19_DMKD_A Review of Keyphrase Extraction

A Review of Keyphrase Extraction

关键短语提取概述

Keyphrase extraction is a textual information processing task concerned with the automatic extraction of representative and characteristic phrases from a document that express all the key aspects of its content. Keyphrases constitute a succinct conceptual summary of a document, which is very useful in digital information management systems for semantic indexing, faceted search, document clustering and classification. This article introduces keyphrase extraction, provides a well-structured review of the existing work, offers interesting insights on the different evaluation approaches, highlights open issues and presents a comparative experimental study of popular unsupervised techniques on five datasets.

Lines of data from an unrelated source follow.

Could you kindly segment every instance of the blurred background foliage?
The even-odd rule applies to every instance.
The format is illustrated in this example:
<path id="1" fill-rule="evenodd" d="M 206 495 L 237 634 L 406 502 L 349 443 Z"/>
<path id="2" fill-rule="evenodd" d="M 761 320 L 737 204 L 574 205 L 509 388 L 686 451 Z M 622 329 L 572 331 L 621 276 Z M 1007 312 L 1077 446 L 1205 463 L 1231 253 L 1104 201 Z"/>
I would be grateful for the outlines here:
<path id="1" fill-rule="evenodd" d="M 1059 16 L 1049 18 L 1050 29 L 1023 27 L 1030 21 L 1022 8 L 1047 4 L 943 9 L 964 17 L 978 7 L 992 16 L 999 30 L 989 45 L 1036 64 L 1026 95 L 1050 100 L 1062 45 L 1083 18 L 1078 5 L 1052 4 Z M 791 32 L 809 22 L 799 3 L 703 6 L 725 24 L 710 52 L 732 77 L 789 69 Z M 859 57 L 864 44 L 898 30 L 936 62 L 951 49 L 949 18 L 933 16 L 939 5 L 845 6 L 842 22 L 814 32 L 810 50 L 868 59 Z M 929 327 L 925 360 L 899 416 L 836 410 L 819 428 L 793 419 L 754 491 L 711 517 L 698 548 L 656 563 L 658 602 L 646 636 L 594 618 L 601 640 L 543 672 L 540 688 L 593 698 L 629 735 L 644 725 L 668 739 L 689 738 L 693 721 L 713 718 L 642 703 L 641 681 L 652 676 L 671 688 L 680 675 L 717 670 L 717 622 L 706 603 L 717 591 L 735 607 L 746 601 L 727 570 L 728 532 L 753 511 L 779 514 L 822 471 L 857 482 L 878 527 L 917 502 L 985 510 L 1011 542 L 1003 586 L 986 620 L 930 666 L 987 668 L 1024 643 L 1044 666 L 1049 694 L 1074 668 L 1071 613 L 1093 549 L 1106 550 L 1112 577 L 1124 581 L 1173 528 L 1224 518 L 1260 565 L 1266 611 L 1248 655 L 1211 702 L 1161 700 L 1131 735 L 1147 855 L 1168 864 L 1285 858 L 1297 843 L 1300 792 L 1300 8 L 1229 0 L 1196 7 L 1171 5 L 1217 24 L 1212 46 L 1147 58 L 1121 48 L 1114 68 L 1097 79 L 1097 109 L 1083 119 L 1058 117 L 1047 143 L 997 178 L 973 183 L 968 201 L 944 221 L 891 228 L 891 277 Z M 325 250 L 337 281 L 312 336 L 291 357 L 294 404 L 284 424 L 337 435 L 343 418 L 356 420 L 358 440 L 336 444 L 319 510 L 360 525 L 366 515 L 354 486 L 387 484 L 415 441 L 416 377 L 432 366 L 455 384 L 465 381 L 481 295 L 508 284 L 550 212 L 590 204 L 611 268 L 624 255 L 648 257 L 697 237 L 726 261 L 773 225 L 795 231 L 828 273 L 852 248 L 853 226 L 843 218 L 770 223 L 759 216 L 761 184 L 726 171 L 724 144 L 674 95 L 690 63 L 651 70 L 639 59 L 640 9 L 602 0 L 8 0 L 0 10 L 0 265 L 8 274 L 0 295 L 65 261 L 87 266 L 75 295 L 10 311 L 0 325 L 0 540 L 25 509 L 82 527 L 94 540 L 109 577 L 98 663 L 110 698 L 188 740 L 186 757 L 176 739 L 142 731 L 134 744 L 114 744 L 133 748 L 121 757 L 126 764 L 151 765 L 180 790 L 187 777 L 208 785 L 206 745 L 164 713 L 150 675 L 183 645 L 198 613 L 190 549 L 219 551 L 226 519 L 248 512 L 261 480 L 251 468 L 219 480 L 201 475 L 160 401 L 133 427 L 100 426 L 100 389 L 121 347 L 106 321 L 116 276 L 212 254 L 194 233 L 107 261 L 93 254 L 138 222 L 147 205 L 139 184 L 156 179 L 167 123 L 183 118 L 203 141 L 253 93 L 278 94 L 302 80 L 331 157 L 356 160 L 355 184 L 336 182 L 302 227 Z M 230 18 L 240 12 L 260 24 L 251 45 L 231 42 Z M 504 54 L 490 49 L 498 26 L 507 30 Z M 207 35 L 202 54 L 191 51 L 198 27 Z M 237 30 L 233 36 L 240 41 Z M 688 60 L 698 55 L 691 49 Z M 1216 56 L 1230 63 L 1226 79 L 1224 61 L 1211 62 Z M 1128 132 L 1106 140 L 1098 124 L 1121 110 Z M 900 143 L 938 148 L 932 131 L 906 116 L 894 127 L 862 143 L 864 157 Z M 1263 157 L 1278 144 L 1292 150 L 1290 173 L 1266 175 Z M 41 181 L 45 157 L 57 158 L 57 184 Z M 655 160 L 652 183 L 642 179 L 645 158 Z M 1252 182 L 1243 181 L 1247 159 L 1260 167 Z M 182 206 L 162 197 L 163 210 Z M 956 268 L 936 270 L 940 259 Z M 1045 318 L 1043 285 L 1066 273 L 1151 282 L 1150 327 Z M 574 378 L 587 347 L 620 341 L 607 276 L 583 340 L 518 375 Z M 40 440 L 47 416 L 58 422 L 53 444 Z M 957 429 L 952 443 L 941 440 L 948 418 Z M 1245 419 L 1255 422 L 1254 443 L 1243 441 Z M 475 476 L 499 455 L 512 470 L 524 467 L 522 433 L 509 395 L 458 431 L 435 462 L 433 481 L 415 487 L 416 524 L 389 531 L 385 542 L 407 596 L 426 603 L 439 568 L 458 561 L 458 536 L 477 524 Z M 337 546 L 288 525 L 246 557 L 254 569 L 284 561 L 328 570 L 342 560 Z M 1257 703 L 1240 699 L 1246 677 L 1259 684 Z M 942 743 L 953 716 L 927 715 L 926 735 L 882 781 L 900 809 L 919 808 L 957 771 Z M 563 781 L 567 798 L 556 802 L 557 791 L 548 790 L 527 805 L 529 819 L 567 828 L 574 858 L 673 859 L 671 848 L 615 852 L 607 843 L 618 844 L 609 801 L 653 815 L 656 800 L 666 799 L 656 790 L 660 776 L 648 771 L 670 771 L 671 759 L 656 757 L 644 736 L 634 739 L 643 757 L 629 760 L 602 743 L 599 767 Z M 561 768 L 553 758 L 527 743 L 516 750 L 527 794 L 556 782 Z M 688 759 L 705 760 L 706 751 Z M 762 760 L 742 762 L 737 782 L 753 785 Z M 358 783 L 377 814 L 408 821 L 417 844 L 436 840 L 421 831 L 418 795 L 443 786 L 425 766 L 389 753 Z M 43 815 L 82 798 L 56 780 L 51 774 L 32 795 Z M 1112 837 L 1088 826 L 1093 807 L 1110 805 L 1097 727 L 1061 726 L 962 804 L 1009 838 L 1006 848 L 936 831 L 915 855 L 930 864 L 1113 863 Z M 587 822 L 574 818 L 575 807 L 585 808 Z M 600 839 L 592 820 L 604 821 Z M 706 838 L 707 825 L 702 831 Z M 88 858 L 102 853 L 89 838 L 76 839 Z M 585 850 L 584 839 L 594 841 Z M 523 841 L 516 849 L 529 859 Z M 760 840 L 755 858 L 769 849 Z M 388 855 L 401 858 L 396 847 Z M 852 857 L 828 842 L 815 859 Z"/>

关键字短语提取是一项文本信息处理任务,涉及从表示其内容的所有关键方面的文档中自动提取代表短语和特征短语。 关键字构成了文档的简洁概念摘要,对于数字索引管理系统中的语义索引,分面搜索,文档聚类和分类非常有用。 本文介绍了关键短语提取,对现有工作进行了结构化的回顾,对不同的评估方法提供了有趣的见解,突出了未解决的问题,并针对五个数据集对流行的无监督技术进行了对比实验研究。

INTRODUCTION

介绍

Keyphrase extraction is concerned with automatically extracting a set of representative phrases from a document that concisely summarize its content (Hasan and Ng, 2014). There exist both supervised and unsupervised keyphrase extraction methods. Unsupervised methods are popular because they are domain independent and do not need labeled training data, i.e. manual extraction of the keyphrases, which comes with subjectivity issues as well as significant investment in time and money. Supervised methods on the other hand, have more powerful modeling capabilities and typically achieve higher accuracy than the unsupervised ones according to previous studies (Kim et al., 2013; Caragea et al., 2014; Meng et al., 2017).

关键字短语提取涉及从文档中自动提取一组代表性短语,以简要总结其内容(Hasan和Ng,2014)。 有监督和无监督的关键词提取方法。 无监督方法之所以受欢迎是因为它们是领域独立的,不需要标记的训练数据,即手动提取关键短语,这伴随着主观性问题以及对时间和金钱的大量投资。 另一方面,根据之前的研究(Kim等人,2013; Caragea等人,2014; Meng等人,2017),有监督的方法具有比无监督的方法更强大的建模功能,并且通常可以获得更高的准确性。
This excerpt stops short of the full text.